Review vs Rating: Two Case Studies
Do you review like you rate?
Reviews do not always give the clear picture of the rating. In this article, we will look at two case studies involving datasets with reviews and ratings.
Case Study 1
About the dataset
The ‘ShopperSentiments’ dataset is sourced from Kaggle. It contains reviews and ratings concerning products on a fashion items portal. This is a labelled dataset with both ratings and reviews amenable to classification. The classification exercise and the post analysis throws up some interesting results on the consistency of reviews and rating.
Approach
We are concerned with only two features of the dataset: ‘reviews’ and ‘ratings’. We collapse the 5-point rating into a binary label: 1 for ratings 1-3 and 0 for 4-5. Thus, we relabel the dataset to identify unhappy customers.
The logistic regression classifier throws up satisfactory results. However, what arouses our curiosity are the false positives and the false negatives – instances where the classifier is going wrong.

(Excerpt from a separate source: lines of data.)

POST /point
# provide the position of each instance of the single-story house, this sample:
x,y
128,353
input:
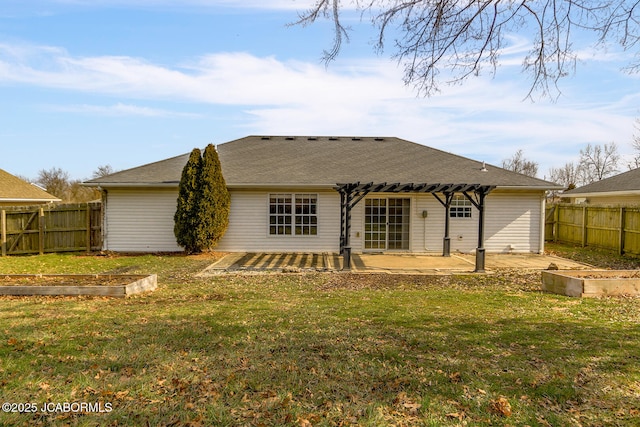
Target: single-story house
x,y
17,192
325,194
622,189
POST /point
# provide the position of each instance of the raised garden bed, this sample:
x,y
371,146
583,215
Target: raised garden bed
x,y
591,283
110,285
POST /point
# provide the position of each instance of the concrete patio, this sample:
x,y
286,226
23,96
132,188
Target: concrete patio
x,y
381,263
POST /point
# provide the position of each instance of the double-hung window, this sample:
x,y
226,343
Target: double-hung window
x,y
460,207
293,214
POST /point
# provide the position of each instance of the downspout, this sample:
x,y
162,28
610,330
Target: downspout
x,y
105,228
543,218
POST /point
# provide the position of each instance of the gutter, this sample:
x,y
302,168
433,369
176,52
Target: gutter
x,y
603,193
2,200
131,185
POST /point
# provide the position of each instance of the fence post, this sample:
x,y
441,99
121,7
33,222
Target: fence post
x,y
41,231
584,226
556,219
3,232
621,235
88,225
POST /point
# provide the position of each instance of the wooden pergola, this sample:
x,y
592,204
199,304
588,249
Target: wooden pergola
x,y
352,193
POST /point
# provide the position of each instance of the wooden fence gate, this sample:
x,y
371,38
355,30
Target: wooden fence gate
x,y
61,228
614,228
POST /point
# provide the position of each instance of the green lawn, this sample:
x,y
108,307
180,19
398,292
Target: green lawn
x,y
316,349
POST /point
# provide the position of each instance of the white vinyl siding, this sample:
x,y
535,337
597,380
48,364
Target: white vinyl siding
x,y
249,225
140,220
513,222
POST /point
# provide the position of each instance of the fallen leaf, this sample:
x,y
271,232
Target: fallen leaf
x,y
501,406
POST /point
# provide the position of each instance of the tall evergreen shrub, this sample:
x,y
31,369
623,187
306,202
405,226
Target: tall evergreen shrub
x,y
202,213
185,218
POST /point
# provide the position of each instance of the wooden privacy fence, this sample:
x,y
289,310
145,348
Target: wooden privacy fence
x,y
61,228
615,228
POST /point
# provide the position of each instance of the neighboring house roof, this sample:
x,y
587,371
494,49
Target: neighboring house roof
x,y
15,190
627,183
274,161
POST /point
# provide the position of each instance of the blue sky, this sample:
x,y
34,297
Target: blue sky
x,y
86,83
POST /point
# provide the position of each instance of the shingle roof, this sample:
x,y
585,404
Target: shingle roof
x,y
13,189
326,161
624,182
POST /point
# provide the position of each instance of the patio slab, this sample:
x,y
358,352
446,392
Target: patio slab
x,y
382,263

We use a library called LIME (Local Interpretable Model-agnostic Explanations) to do the post-modelling analysis.
Observations
Below is the LIME interpretation for false negatives. These are negative reviews that could not be identified by the classifier.

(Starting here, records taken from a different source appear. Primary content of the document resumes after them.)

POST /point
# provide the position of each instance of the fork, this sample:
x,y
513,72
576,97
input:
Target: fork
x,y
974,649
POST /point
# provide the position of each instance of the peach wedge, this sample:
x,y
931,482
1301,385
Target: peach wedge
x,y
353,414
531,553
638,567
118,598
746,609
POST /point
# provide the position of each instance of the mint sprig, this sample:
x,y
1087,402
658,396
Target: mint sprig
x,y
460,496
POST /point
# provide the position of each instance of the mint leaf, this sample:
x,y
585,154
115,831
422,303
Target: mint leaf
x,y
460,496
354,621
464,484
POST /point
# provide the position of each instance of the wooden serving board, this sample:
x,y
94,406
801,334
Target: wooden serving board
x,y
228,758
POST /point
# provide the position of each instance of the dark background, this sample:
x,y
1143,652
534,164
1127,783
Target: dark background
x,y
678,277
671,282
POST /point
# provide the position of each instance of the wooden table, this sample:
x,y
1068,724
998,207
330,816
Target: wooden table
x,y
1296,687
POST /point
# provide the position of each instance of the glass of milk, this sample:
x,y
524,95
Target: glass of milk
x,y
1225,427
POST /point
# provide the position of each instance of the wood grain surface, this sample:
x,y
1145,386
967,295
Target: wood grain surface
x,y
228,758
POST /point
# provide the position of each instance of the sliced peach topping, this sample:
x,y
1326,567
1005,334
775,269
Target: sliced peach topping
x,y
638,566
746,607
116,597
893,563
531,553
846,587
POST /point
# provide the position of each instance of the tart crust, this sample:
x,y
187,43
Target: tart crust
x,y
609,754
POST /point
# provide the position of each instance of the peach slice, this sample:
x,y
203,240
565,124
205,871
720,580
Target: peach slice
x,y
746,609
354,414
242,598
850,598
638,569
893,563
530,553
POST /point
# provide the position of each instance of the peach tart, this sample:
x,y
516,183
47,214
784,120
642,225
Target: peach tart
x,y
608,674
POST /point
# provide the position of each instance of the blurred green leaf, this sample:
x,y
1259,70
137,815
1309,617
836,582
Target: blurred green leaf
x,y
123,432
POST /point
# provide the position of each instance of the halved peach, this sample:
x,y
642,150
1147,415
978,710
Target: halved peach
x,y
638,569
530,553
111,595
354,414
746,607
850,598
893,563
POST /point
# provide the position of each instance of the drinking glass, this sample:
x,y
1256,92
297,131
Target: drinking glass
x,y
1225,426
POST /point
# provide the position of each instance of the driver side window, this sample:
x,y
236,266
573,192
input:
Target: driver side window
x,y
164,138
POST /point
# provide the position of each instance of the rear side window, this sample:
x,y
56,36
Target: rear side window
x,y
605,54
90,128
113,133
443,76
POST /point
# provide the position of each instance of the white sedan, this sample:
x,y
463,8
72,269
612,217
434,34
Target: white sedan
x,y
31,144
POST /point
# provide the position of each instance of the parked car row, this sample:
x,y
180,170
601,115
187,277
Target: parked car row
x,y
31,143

Closer examination reveals that the classifier has gone by the positive sentiment of the words. However, the customer rating (in the range 1-3) is inconsistent with the verbalized positive sentiment.
Next, we look at the false positives. These are the positive reviews identified by the classifier as negative.
Again, we see that words are inconsistent with the positive ratings (4-5) for these instances.
These inconsistencies are nicely captured well by LIME and displayed.
Case Study 2
About the dataset
This is another Kaggle dataset called the TripAdvisor Restaurants Info for 31 Euro-Cities. This is a restaurant reviews dataset covering many restaurants. There are reviews as well as ratings in this dataset. This dataset is also amenable to classification.
Approach
For this dataset, we use a pretrained sentiment analyzer on the verbalized reviews. Later, we try fitting an LSTM to our dataset. Both these exercises reveal interesting observations.
We use KDE with rugplot to visualize the distribution of the sentiment scores.
Observations
We closely examine some rating levels and note interesting aspects.
A rating of 3
This is the most ambiguous rating of all the five ratings. A person might not want to give a too bad or a too good rating but wants to be specific in his/her review. This rating does not express the sentiment that we assume. A rugplot explaining this reason is as below.
While both the positive and negative sentiments are strong (high scores), the probability of a positive sentiment appears higher.
A rating of 3.5
This rating is slightly clearer from ambiguity and is a bit oriented towards the positive review side. A large number of customers really express a positive sentiment by their rating with a lot of reduction in the negative reviews. However, there still remains some proportion of negative reviews to add to some ambiguity. The rating is shown in the rugplot below.
A rating of 2
This rating is clearly on the negative side of reviews. The negative reviews show a higher peak compared to the positive reviews which are lesser in number. Surprisingly, some reviews express strong positive sentiment even at this low rating.
A rating of 4
This rating is clearly on the positive side with only a small number of reviews contributing to the negative side. The curve of the negative reviews is flatter and spreads as a long tail towards milder sentiment score.
A rating of 5
A major portion of the reviews are positive which shows high consistency. Interestingly, there is a very small fraction of negative reviews giving some inconsistency; the distribution however is very flat and long tails away towards milder sentiment.
The classification exercise
The classification exercise unsurprisingly gives us poor results. This is due to the ambiguity of the ratings in the middle ranges. This ambiguity also makes it difficult to pick an appropriate ‘binarizing threshold’.
Takeaway
The LIME analysis shows that people are quite prone to a wide interpretation of ratings in the middle ranges.
From the distribution plots, it is apparent that people who rate higher are more consistent.
Thus, a rating can perhaps mean the probability of a customer being satisfied. Accordingly, a customer who rates 4 (out of 5) has a 0.8 probability of being happy with the service, and a person who rates 2 has a probability of just 0.4 of being happy.
This is contrary to the intuitive understanding that a rating indicates the scale of happiness of a customer.
One way to make ratings consistent is to give a clear meaning to the rating scale and specify rating guidelines.